Looks great! Might have to get with you on a price for one but just the single.


----------



## Grilled Sardine (Apr 22, 2008)

very nice!


----------



## Rocks&Reds (Mar 15, 2007)

Nice work shooter!!


----------



## Wilber (May 20, 2003)

Dang Shooter, That's a nice rig. Pretty work.


----------



## Shooter (Nov 14, 2004)

Thanks everyone and don't forget I am just the pretty face to this business, Eric (Catman) does all the work


----------



## hillbeach (Nov 7, 2006)

Shooter, the wife and I are looking for a 4 Kayak trailer. How about giving me a call or send me your number so we can talk. She saw one online that I will have to put together.
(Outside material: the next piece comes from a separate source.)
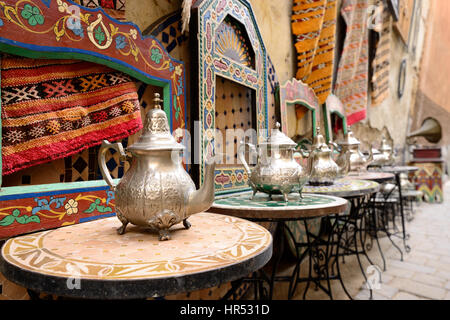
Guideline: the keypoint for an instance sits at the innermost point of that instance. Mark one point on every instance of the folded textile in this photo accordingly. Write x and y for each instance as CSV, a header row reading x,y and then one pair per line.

Want to spend my money local if I can.

Pat Hill
291-2832


----------



## AL_N_VB (Apr 3, 2002)

Shooter said:


> Thanks everyone and don't forget I am just the pretty face to this business, Eric (Catman) does all the work


There is a slave labor, sweat shop law in the US.

I wouldn't take that mess E...I'd kick em in the good leg...so it'll match the bad one


----------



## RuddeDogg (Mar 20, 2004)

Nice


----------



## Ryan Y (Dec 1, 2005)

Erik needs to organize....Start negotiating for wages and benefits...Run shooter out of business...so he can ask for funds....


----------



## Shooter (Nov 14, 2004)

Now look here, Eric said he likes the way things are now,,, he will do the work and I have to deal with people,,, and besides how else would we be able to make that square tube fit in that round hole if it wasn't for this old man.
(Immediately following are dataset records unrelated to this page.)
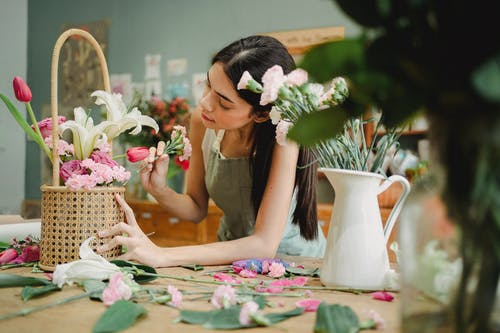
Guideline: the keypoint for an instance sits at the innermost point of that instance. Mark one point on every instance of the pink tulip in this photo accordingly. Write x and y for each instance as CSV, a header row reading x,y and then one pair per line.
x,y
136,154
21,89
7,256
382,296
309,305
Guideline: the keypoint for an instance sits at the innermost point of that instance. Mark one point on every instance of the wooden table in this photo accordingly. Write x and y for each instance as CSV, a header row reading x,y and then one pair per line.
x,y
80,315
Ya'll better leave "MONGO" alone or I might have to unchain him and turn him loose on ya.


----------



## Newsjeff (Jul 22, 2004)

Shooter, does that mean you'll actually fish out of your kayak now? 
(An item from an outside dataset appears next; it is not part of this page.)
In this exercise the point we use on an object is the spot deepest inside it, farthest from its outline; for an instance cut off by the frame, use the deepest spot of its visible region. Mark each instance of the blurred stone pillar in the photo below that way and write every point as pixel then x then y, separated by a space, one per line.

Hey, don't mess with PETA Eric.


----------



## dirtyhandslopez (Nov 17, 2006)

Nice. But howcome you didn't angle the top rack to allow for the "v" in the bottom of the yak? Surely the yaks going to get messed up?


----------



## Shooter (Nov 14, 2004)

He needed it quickly and said he would install the yak holder himself.


----------



## permit (May 10, 2003)

*in reply*

well first things first, the yaks rode just fine, no slippin and no slidin. second, and i really can not believe i have to comment on this one, the kayak that rides on the top, rides upside down..........
Shooter gave me just what i not only needed, but wanted and what i consider more than a fair price, he will get all of my business, and any i can stear his way


----------